A meeting of eurozone finance ministers ended with no new measures last Friday (16 September), amid pressing calls to quickly finalise the second aid package to Greece and ratify reforms of the eurozone’s €440 billion bailout fund. “Everyone is disoriented,” summed up a dismayed Jean-Claude Juncker, Eurogroup chairman.
Ministers and central bank governors from the 17 countries using the euro and the broader 27-nation European Union met on Friday and Saturday in the Polish city of Wroclaw to discuss Europe’s slowing economic growth and progress in beefing up eurozone defences against the sovereign debt crisis.
In an unprecedented visit to the informal talks of top EU financial officials, US Treasury Secretary Timothy Geithner made an appearance in Wroclaw on Friday to urge Germany to provide more fiscal stimulus to the slackening euro zone.
He also called on Europeans to strengthen the eurozone’s bailout fund, the €440 billion European Financial Stability Facility (EFSF).
EFSF reform to be ratified by mid-October
Eurozone officials rejected Geithner’s calls, saying their top priority was to implement the 21 July agreement by euro zone heads of states to enhance the EFSF’s capacity, giving it new powers to intervene on bond markets, give precautionary credit to governments and recapitalise banks.
“Fiscal consolidation remains a top priority for the euro area,” said Luxembourg’s Jean-Claude Juncker, chairman of euro zone finance ministers.
But the changes still have to be ratified by euro zone countries, with only four national parliaments having approved the changes – Spain, France, Belgium and Luxembourg. A crucial vote in the German Bundestag is expected on 29 September.

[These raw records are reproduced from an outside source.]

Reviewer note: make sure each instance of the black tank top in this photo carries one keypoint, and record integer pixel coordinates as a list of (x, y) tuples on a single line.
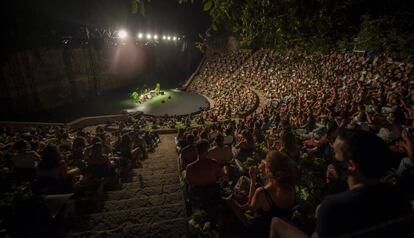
[(262, 227)]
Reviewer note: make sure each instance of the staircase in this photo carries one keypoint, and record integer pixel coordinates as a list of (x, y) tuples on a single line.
[(150, 203)]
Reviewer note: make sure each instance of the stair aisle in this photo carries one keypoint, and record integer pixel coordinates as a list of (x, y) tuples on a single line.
[(150, 204)]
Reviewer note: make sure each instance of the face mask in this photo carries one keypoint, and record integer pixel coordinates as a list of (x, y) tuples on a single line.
[(341, 170)]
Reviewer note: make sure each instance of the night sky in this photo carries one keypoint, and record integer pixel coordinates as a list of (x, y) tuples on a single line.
[(34, 18)]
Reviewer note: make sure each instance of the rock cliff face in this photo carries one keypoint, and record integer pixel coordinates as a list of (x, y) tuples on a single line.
[(41, 79)]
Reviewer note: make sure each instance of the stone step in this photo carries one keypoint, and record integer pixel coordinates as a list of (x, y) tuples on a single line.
[(141, 182), (172, 228), (146, 170), (147, 191), (144, 201), (115, 219), (150, 176)]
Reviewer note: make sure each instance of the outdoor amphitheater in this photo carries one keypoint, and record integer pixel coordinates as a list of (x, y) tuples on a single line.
[(136, 132)]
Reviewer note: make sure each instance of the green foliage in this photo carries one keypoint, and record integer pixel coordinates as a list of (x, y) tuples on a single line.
[(249, 162), (312, 25), (199, 226), (386, 33), (135, 96), (226, 187)]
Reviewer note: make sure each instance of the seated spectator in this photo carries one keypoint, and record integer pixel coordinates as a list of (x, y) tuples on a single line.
[(245, 145), (203, 171), (99, 164), (289, 145), (127, 154), (77, 157), (368, 202), (189, 152), (25, 160), (221, 153), (275, 198), (52, 173)]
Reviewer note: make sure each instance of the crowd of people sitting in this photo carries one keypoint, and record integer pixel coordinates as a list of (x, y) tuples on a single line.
[(55, 159), (350, 114), (353, 111), (231, 99)]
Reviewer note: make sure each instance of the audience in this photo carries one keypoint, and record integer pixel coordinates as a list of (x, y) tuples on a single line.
[(365, 159)]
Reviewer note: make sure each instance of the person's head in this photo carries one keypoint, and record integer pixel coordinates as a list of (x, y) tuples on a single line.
[(50, 157), (79, 143), (279, 167), (190, 139), (361, 154), (288, 142), (97, 149), (96, 140), (202, 148), (22, 146), (126, 140), (219, 140)]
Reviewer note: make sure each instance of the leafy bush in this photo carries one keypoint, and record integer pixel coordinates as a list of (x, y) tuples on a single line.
[(200, 227)]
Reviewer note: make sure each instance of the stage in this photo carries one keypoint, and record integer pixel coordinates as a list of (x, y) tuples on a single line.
[(172, 102)]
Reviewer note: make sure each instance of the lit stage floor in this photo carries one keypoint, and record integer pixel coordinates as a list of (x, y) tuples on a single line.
[(180, 103)]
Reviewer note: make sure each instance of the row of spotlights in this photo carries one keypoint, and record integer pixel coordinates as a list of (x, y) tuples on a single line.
[(122, 34), (155, 37)]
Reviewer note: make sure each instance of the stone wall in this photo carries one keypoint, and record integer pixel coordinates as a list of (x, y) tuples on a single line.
[(41, 79)]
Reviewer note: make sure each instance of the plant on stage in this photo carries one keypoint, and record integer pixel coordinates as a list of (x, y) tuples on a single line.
[(157, 87), (199, 225), (135, 96)]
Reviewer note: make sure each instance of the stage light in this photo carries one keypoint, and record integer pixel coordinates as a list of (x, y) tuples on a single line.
[(122, 34)]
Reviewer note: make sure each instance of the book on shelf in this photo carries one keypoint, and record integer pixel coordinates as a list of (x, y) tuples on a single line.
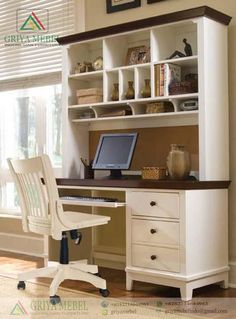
[(166, 74), (117, 112)]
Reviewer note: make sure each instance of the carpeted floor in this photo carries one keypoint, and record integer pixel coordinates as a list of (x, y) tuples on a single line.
[(33, 302)]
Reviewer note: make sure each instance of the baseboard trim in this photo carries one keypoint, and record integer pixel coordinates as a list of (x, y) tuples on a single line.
[(22, 244), (232, 274)]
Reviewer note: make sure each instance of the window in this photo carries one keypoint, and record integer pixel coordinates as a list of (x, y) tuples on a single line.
[(30, 124), (30, 93)]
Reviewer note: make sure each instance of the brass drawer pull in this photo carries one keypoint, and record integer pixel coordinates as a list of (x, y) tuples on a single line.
[(153, 231), (152, 203)]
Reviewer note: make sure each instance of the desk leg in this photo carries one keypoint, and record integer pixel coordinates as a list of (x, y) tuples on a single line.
[(129, 282)]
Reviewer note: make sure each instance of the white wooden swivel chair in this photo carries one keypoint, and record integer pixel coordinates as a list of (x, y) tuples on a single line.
[(42, 213)]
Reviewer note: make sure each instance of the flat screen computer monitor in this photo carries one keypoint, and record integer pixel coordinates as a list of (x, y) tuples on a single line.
[(114, 152)]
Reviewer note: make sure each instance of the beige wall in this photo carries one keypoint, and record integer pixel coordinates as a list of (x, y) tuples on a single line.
[(96, 17)]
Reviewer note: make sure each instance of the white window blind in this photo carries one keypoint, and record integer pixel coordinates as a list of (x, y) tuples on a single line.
[(17, 60)]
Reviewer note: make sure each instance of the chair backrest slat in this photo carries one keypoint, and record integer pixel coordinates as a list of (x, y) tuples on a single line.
[(43, 203), (38, 193)]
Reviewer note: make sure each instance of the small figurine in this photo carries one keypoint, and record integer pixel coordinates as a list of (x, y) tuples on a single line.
[(83, 67), (187, 50)]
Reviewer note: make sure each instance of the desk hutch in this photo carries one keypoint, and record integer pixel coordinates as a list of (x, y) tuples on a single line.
[(176, 232)]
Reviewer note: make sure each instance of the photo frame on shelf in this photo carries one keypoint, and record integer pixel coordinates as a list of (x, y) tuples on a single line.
[(153, 1), (119, 5), (138, 55)]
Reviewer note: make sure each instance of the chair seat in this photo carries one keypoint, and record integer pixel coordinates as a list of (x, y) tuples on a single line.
[(76, 220)]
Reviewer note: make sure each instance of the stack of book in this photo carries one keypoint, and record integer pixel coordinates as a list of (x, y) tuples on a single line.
[(165, 75)]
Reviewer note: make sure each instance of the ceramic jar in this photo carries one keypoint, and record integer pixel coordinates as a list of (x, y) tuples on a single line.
[(146, 91), (115, 92), (178, 162), (130, 91)]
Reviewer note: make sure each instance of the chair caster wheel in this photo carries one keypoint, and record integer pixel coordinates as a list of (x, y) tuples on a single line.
[(21, 285), (55, 299), (104, 292)]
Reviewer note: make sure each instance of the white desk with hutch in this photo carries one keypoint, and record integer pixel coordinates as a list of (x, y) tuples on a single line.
[(172, 233)]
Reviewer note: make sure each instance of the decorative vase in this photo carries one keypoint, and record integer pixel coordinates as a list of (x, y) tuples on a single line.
[(130, 91), (146, 91), (178, 162), (115, 92)]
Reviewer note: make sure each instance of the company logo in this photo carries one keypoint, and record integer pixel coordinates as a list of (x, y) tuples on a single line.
[(35, 21), (18, 309)]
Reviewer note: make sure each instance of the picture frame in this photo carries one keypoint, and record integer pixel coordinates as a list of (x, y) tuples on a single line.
[(153, 1), (119, 5), (138, 55)]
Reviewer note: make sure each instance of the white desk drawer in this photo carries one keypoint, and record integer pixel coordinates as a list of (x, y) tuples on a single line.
[(155, 258), (154, 204), (155, 232)]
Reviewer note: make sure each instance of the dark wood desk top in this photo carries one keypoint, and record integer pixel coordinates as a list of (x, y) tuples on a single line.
[(141, 183)]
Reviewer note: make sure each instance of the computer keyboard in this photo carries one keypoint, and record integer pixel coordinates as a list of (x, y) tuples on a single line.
[(87, 198)]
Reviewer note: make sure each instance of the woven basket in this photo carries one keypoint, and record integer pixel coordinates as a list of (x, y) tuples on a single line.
[(154, 172)]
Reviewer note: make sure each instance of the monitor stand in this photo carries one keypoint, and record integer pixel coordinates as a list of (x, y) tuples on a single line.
[(117, 174)]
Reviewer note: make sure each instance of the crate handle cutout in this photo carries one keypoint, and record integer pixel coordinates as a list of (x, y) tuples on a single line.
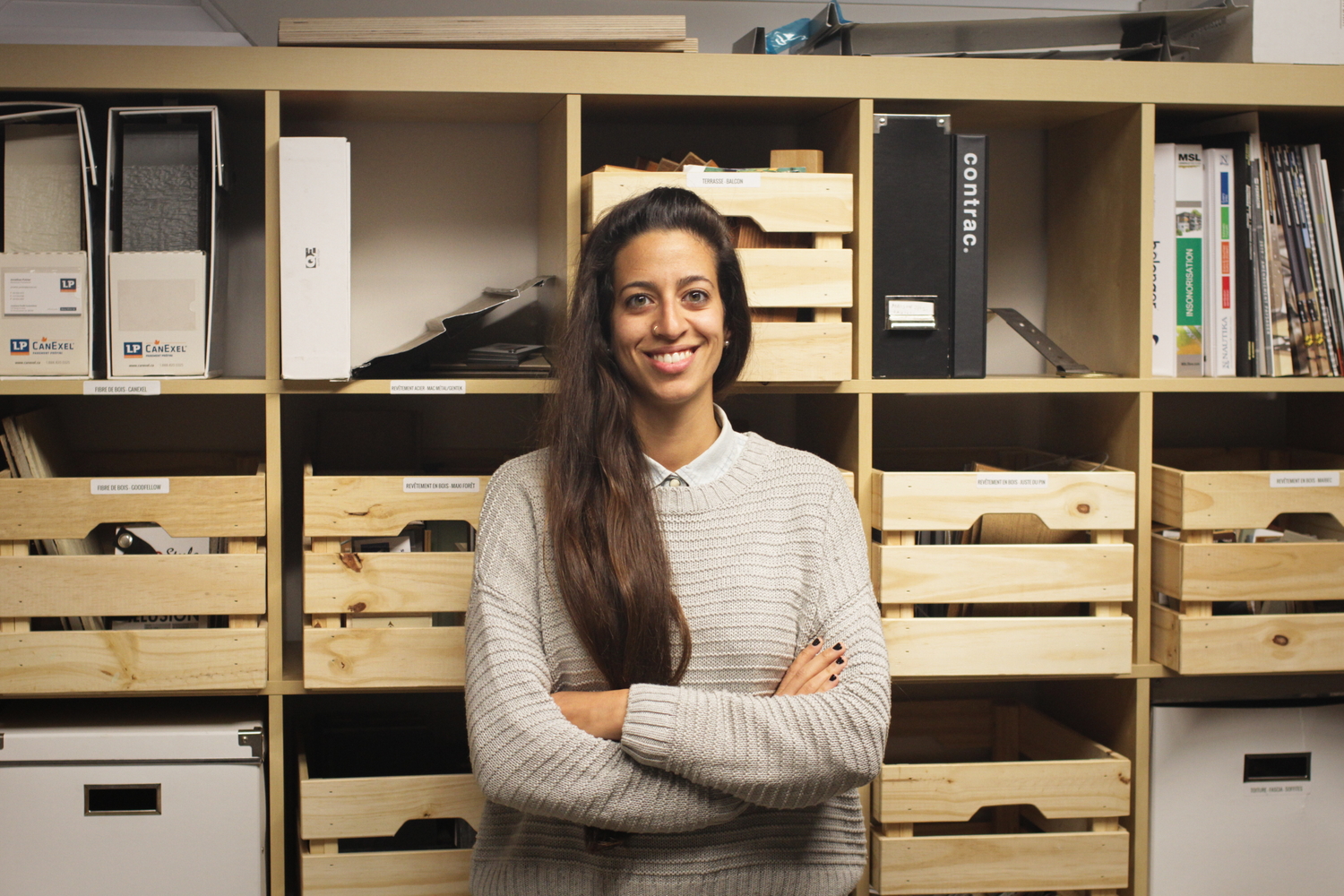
[(123, 799), (1277, 766)]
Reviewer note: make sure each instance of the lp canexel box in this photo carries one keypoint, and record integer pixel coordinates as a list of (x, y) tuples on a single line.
[(163, 261), (45, 269), (314, 258)]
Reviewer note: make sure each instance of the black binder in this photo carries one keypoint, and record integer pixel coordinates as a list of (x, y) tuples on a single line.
[(918, 236), (969, 277)]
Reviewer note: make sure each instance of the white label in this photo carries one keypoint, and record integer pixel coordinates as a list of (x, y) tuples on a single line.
[(1012, 479), (457, 484), (43, 293), (695, 179), (142, 387), (1304, 479), (137, 485), (427, 387)]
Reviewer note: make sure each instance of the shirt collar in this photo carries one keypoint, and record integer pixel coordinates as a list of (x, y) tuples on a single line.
[(712, 463)]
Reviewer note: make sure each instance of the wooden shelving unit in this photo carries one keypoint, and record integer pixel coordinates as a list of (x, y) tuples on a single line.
[(1098, 123)]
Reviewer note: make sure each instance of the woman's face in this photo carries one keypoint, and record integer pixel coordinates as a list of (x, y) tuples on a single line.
[(667, 320)]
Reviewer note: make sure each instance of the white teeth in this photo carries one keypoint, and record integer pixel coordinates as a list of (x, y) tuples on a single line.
[(672, 358)]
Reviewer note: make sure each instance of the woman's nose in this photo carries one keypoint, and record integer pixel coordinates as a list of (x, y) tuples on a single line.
[(671, 324)]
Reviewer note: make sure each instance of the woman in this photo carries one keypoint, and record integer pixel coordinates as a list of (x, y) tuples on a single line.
[(675, 680)]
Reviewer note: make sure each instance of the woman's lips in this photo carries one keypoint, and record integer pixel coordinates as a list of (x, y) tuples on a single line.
[(672, 362)]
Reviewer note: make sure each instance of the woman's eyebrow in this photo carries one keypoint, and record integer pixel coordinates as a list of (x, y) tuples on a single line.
[(650, 285)]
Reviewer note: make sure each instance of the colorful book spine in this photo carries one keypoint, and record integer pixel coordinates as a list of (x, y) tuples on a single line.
[(1190, 260), (1220, 281), (1164, 261)]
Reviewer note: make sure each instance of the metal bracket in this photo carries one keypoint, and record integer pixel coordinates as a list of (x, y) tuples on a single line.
[(253, 737), (879, 120), (1064, 365)]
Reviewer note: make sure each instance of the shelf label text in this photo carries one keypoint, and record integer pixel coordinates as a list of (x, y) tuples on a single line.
[(1012, 479), (456, 484), (139, 387), (137, 485), (427, 387), (1304, 479)]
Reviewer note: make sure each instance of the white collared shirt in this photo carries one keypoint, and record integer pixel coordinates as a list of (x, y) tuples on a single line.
[(704, 469)]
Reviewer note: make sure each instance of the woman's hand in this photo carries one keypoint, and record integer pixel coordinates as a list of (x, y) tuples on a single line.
[(814, 670), (599, 712)]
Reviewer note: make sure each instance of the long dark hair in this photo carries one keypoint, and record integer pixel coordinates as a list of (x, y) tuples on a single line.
[(610, 562)]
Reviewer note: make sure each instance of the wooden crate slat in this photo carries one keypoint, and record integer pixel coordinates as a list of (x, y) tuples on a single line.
[(134, 584), (1236, 498), (1000, 863), (432, 872), (954, 791), (798, 277), (798, 354), (384, 657), (782, 203), (435, 582), (196, 506), (375, 505), (333, 807), (937, 501), (134, 661), (1271, 571), (1005, 573), (1007, 645), (1250, 643)]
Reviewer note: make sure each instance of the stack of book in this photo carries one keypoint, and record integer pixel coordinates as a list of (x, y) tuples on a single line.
[(637, 34), (1246, 255)]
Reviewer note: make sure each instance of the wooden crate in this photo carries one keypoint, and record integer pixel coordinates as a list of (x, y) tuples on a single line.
[(331, 809), (1098, 500), (817, 280), (231, 584), (340, 587), (797, 203), (948, 761), (1201, 490)]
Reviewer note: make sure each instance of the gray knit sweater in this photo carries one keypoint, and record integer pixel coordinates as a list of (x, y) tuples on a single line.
[(726, 788)]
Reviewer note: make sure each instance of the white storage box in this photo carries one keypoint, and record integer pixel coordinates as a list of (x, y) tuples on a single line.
[(1246, 801), (132, 809)]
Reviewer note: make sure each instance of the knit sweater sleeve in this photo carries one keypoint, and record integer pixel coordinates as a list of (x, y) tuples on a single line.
[(784, 753), (524, 753)]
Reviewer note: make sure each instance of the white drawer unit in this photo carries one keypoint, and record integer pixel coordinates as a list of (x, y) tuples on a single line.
[(115, 807)]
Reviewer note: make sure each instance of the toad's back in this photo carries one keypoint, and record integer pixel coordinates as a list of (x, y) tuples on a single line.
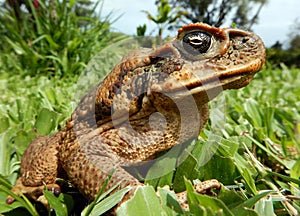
[(151, 101)]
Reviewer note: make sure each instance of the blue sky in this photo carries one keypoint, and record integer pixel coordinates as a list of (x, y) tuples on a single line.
[(275, 21)]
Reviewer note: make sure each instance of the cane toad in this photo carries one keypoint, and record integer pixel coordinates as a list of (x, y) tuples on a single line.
[(152, 100)]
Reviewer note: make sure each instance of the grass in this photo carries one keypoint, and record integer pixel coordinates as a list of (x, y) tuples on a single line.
[(257, 152)]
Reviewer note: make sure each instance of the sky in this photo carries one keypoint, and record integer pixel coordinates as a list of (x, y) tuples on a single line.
[(276, 19)]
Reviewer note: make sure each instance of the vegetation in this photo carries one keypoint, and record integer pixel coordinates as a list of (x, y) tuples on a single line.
[(254, 150)]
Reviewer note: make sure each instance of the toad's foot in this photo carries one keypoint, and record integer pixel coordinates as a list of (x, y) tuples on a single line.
[(34, 193), (204, 187)]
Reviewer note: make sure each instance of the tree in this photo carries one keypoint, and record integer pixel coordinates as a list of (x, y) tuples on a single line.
[(216, 12)]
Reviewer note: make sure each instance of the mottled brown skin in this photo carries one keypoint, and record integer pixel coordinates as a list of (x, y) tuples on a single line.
[(110, 127)]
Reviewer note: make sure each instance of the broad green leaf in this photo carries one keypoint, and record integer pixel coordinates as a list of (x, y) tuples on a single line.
[(210, 204), (109, 202), (4, 124), (144, 202), (46, 121), (243, 208), (253, 111), (59, 207), (169, 199)]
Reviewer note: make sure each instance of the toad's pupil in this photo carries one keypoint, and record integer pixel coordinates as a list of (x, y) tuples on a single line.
[(196, 42)]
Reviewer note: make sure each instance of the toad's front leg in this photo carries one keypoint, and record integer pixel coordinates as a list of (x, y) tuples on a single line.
[(39, 167)]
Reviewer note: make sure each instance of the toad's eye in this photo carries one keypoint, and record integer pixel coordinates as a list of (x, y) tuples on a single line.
[(196, 42)]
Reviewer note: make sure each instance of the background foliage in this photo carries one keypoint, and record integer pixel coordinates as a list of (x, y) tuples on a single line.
[(45, 46)]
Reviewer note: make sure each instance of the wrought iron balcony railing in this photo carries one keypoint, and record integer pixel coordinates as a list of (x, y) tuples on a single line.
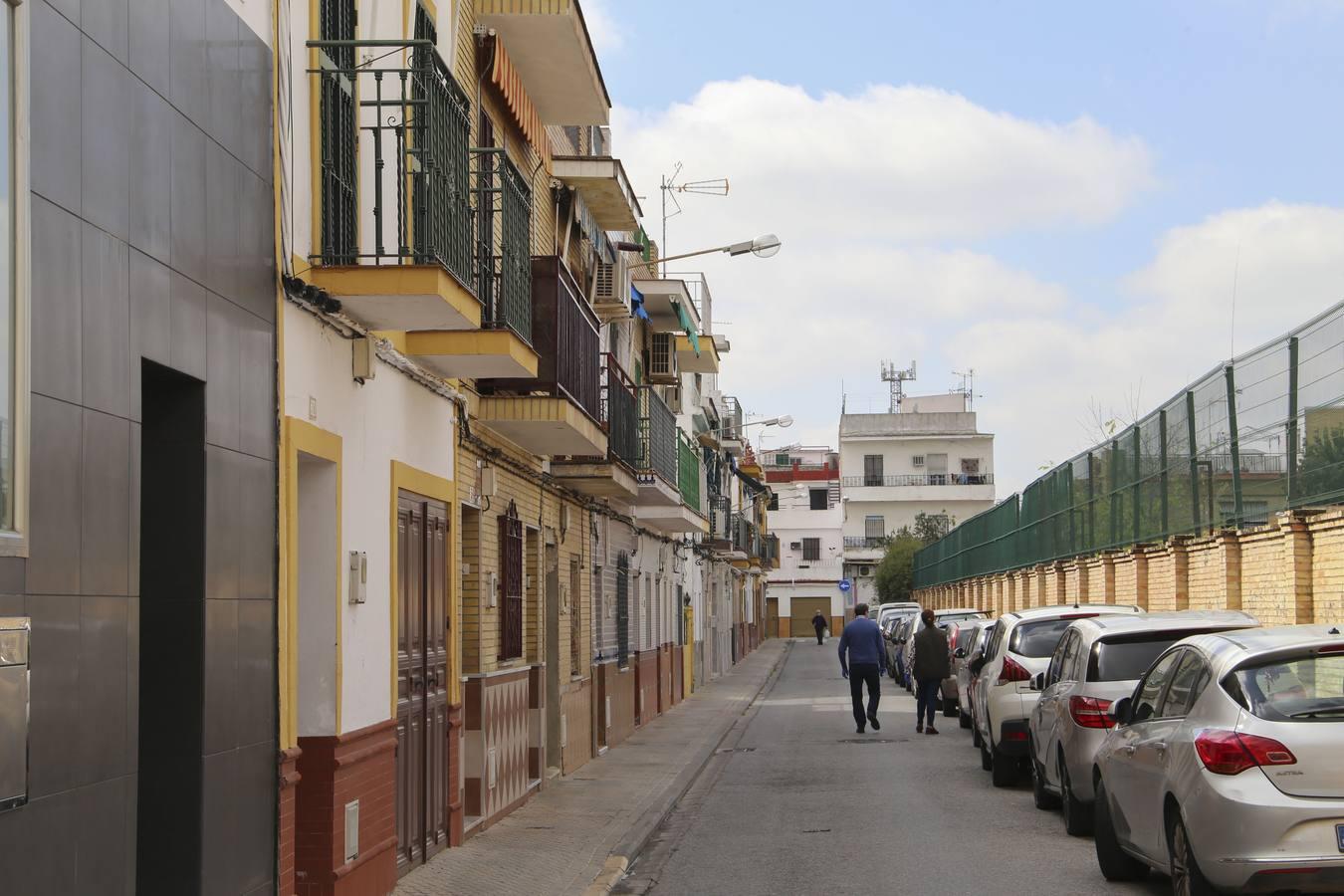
[(657, 438), (688, 472), (405, 114), (917, 479), (620, 412), (564, 335)]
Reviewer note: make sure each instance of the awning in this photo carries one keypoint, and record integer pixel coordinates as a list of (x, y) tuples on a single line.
[(637, 303), (687, 326)]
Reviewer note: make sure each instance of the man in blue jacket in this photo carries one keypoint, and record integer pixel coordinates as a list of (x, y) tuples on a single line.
[(867, 662)]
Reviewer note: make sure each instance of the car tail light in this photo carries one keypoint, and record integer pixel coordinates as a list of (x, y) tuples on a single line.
[(1090, 712), (1229, 753), (1012, 670)]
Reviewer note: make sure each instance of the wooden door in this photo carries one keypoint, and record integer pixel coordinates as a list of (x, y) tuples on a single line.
[(422, 670)]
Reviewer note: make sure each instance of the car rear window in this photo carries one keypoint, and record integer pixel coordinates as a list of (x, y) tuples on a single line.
[(1128, 658), (1304, 688), (1037, 639)]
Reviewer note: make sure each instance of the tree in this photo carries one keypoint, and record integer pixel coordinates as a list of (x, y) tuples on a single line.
[(930, 527), (895, 576)]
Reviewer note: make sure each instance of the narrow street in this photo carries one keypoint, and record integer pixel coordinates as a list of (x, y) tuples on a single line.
[(799, 803)]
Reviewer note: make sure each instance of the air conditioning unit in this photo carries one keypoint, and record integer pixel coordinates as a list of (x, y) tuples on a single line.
[(611, 289)]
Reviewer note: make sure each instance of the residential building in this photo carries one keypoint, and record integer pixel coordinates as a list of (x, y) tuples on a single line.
[(928, 457), (477, 345), (137, 534), (806, 516)]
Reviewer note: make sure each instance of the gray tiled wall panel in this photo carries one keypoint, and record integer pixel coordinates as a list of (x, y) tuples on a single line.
[(152, 238)]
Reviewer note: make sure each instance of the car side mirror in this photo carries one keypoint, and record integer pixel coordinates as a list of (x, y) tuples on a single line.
[(1121, 711)]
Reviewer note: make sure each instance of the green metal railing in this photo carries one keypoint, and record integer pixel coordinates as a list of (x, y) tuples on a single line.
[(1258, 435), (688, 472), (403, 108)]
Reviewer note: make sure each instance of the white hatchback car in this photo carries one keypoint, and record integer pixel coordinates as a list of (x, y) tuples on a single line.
[(1018, 648), (1097, 662), (1225, 766)]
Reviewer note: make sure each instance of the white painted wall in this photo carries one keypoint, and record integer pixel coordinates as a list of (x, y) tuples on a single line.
[(387, 418)]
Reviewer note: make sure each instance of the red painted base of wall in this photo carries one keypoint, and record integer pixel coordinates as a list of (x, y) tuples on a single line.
[(285, 829), (359, 765)]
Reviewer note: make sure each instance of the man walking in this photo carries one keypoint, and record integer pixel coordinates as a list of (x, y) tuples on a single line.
[(929, 668), (867, 664)]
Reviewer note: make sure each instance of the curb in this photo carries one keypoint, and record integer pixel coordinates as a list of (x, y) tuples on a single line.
[(628, 850)]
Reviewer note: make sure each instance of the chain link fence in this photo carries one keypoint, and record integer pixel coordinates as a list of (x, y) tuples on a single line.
[(1260, 434)]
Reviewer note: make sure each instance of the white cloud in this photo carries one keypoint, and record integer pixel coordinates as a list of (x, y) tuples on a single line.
[(890, 162), (603, 30)]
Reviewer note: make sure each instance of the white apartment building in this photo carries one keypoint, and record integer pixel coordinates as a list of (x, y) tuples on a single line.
[(929, 457), (806, 515)]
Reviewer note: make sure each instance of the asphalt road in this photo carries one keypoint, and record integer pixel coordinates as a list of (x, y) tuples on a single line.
[(799, 803)]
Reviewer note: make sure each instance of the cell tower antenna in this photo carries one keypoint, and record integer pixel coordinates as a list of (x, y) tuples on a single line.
[(898, 380), (968, 385)]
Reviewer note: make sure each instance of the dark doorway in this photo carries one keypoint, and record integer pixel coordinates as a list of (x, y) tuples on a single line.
[(422, 749), (172, 646)]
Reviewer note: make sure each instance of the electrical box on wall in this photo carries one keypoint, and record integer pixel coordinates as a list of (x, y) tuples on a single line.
[(14, 711), (357, 576)]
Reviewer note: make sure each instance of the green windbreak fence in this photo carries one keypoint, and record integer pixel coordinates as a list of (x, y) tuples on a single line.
[(1258, 435)]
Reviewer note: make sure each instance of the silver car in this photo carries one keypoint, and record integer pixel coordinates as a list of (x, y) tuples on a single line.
[(1225, 766), (961, 658), (1097, 662)]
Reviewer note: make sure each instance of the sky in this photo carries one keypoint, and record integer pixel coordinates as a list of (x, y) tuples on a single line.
[(1089, 204)]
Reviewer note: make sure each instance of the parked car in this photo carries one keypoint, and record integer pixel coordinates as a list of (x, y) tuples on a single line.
[(945, 619), (899, 607), (961, 660), (1224, 769), (897, 646), (1021, 646), (1097, 662)]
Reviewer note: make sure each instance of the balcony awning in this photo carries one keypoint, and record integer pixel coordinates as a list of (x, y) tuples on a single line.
[(687, 326), (510, 84), (553, 53), (605, 189)]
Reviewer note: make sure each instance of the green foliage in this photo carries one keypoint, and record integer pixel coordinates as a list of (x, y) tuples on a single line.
[(895, 577)]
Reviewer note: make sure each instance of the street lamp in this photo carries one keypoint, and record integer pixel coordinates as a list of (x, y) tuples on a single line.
[(764, 246)]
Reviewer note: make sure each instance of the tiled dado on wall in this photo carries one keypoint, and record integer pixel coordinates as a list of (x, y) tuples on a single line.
[(150, 214)]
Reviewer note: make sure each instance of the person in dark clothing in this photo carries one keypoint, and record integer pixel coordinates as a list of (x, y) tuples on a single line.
[(929, 668), (867, 662)]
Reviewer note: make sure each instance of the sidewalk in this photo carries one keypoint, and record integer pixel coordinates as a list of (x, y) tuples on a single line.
[(560, 841)]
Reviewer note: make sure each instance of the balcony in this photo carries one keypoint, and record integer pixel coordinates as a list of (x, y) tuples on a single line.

The new powers should be in place by mid-October, said the head of the EFSF, Klaus Regling.
Greece aid on hold
Another aspect of the 21 July agreement, which still needs implementing, is the second aid package to Athens.
Eurozone leaders promised Greece on July 21 a new emergency loan package worth €109 billion. But the payout of the money depends on finding a solution for Finland’s demands to get collateral from Greece for more loan guarantees from Helsinki.
“A technical solution is within reach,” French Finance Minister François Baroin told reporters. Eurozone sources said however, that a deal is likely only in early October because of its complexity.
‘Everyone is disoriented’
The European Commission had made a resolution of Finland’s request for collateral guarantees its top priority for the meeting. But it had to admit more time would be needed to resolve the issue.
Eurogroup Chief Jean-Claude Juncker appeared somewhat confused after the meeting. “In the euro area, everyone is disoriented,” said Juncker at the press conference, cracking a joke for the audience after he had mistaken two upcoming deadlines in the Greek debt crisis.
“I hope you don’t mean the Commission would be disoriented, that would be impossible by definition,” Rehn said as he attempted to entertain the audience of journalists attending the press conference.
“The Commission is not disoriented but the Commission is sometimes disorienting,” Juncker continued amid laughter, suggesting the Commission might have lacked coherence in its response to the debt crisis.
Rehn retorted saying he was “trying to navigate in the sea of 17 euro area member states,” in an apparent reference to the cacophony of diverging national voices that have fuelled market uncertainty and worsened the eurozone debt crisis.